Но Игнат, отчего-то раздраженный, хмурый, на мужиков прикрикнул:
– Ты там греби-погребывай! Не злой! Таперя не злой, так опосля обозлится! Япошки попервой тож друзьячили с нами, а под завязку за шиворот нам наблевать решили. Я уж не знаю, робя, будет ли вобче нам за морем удача. Больно уж рыла тут у жителей противные. Разве могут нас таковые терпеть?
И мужики, искоса поглядывая на берег, где стояли тихие, ласковые усмайцы, махавшие им руками, тяжело вздыхали.
10. ЧЕРНЫЕ, ГОЛЫЕ, С ПАЛКАМИ В УШАХ
Казалось, высадкой на Такао-сима остались довольны лишь адмирал и офицеры. Беньёвский, который безуспешно настраивал мужиков на знакомство, обмен или беседу с усмайцами, был зол на них за твердолобую их неприветливость и чванство.

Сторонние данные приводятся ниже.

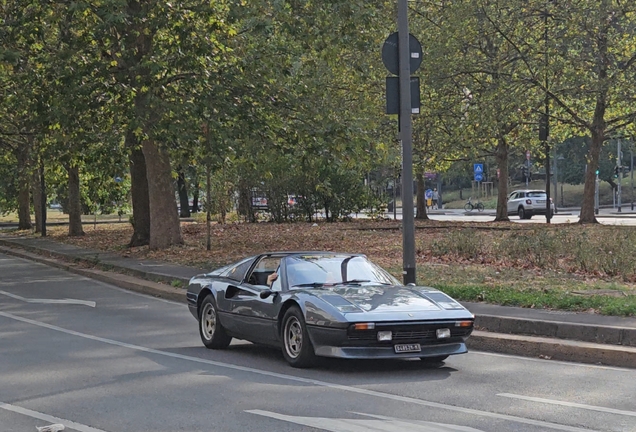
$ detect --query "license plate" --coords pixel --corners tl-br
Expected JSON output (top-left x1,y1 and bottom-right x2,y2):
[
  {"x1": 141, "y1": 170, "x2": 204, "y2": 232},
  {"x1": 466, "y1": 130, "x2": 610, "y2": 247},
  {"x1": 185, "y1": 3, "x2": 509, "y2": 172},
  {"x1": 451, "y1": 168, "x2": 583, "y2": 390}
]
[{"x1": 394, "y1": 344, "x2": 422, "y2": 353}]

– Мужики, – сказал он им уже на судне, – я вами изрядно недоволен. Сей народ несмотря на дикость свою, человеколюбив и сердечен. Отчего же вы, не радея о благодарности за прием отменный, все ласки их кислыми рожами принимали, будто сие не люди вовсе, а черти какие? Вы, ребятушки, помните всечасно, что здеся вам не Россия и защиты вам искать не у кого будет. Так уж коль льнут к вам туземные людишки с лаской, так и вы, как у благородных народов принято, тоже учтивство свое покажите, унизиться не бойтесь. За морем каждый по своим обычаям-законам живет, так мало ль что вам не по нраву придется – терпите. Черного человека увидите – его черноту стерпите, в носу аль в ухе кольцо величиною с блюдце узрите – терпите и насмехаться никак не смейте. Голого человека увидите – не спешите срам его зипуном своим прикрывать, терпите. Стало быть, его Бог таким сотворил. Помните всегда: за морем наиважнейшее правило – терпенье и учтивство. Они вам повсюду двери распахнут, а вздорить станете, носом крутить да придираться – живо вам бороды укоротят.